Affermò di aver rilevato un segnale artificiale da Marte, o forse da Venere, utilizzando apparecchiature ad alta tensione che aveva installato a Colorado Springs, in Colorado. Ha anche predetto che la comunicazione interplanetaria “sarebbe diventata l’idea dominante del secolo appena iniziato”.

Dopo aver informato il mondo di questi segnali, non parlò più dei dispositivi che utilizzava né dei segnali. Tuttavia, il problema è stato ulteriormente studiato, secondo un rapporto intitolato “A Historic Report on Life in Space: Tesla, Marconi, Todd”. menzionato da Stanton T. Friedman, un fisico nucleare e il più noto ufologo scientifico del Nord America e probabilmente del mondo, nel suo libro Captured !: The Betty and Barney Hill UFO Experience “.

Lo scopo del documento era quello di esaminare i dati originali di Tesla, Marconi e Todd per determinare se la scienza attuale stesse duplicando o meno lo sforzo fatto da questi uomini per rilevare la comunicazione in radiofrequenza da forme di vita extraterrestri su qualche pianeta lontano.

“Sono assolutamente certo che non siano causati da qualcosa di terrestre …” (N. Tesla)

“Una volta stabilita la comunicazione, anche nel modo più semplice, come per un semplice scambio di numeri, il progresso verso una comunicazione più intelligibile sarebbe rapido.

La certezza assoluta circa la ricezione e l’interscambio di messaggi sarebbe raggiunta non appena potessimo rispondere con il numero “quattro”, diciamo, in risposta al segnale “uno, due, tre”.

«I marziani, o gli abitanti di qualunque pianeta ci avessero segnalato, avrebbero capito subito che avevamo colto il loro messaggio attraverso l’abisso dello spazio e che avevamo inviato una risposta. Trasmettere una conoscenza della forma con tali mezzi è, sebbene molto difficile, non impossibile, e ho già trovato un modo per farlo.

“Che tremendo scalpore questo farebbe nel mondo! Quanto presto arriverà? Per questo per un po ‘di tempo deve essere chiaro a ogni essere premuroso.

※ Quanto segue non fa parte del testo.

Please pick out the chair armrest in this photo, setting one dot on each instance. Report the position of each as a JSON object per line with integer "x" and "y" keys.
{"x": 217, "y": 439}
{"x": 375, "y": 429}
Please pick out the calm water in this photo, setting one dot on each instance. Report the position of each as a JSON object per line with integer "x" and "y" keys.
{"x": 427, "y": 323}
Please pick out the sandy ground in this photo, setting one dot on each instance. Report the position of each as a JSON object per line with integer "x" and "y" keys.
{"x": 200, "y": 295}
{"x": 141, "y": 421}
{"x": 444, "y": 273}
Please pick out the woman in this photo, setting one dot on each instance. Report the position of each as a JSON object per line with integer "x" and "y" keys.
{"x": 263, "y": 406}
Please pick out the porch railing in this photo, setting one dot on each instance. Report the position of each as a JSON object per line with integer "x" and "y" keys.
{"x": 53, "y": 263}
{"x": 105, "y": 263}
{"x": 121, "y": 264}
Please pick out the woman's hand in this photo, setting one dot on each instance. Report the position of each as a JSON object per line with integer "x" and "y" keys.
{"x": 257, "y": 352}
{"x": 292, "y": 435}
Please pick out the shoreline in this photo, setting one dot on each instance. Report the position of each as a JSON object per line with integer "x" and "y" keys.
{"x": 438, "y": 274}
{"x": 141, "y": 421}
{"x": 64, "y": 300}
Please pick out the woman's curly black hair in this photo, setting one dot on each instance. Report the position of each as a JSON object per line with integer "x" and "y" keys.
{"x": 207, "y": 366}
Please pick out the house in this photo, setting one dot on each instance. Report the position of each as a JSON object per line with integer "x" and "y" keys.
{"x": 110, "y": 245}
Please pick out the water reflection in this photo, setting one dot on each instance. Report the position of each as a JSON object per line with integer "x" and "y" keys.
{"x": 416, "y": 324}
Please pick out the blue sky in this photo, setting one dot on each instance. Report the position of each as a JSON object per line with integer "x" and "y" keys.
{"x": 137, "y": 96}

“Qualcosa, almeno, la scienza ha guadagnato. Ma spero che presto sarà anche dimostrato che nei miei esperimenti in Occidente non stavo semplicemente assistendo a una visione, ma avevo intravisto una verità grande e profonda … “

Gli esperimenti di Tesla hanno trasmesso segnali radio ad alcuni dei nostri pianeti più vicini?

Secondo Su-Shu-Huang dell’Institute for Advanced Study di Princeton, è molto probabile che stelle quasi identiche al sole abbiano sviluppato la vita ”, scrive Stanton Friedman nel suo libro.

Tesla aveva involontariamente rilevato segnali da un’altra civiltà o aveva semplicemente commesso un errore?

Ultima foto di Nikola Tesla

Probabilmente non lo sapremo mai. A causa dei suoi problemi finanziari (non era un buon uomo d’affari, ma un vero scienziato) gran parte dei suoi appunti di ricerca e altri documenti furono venduti all’asta dopo la sua morte.

Che fine hanno fatto gli altri suoi articoli di ricerca? Quanto del lavoro di Tesla rimane nascosto e confiscato?

È sconosciuto e quindi gran parte del suo lavoro scientifico di grande valore è andato perduto per sempre.

Un grande mistero circonda ancora lui e il suo geniale lavoro! Non sarà mai dimenticato!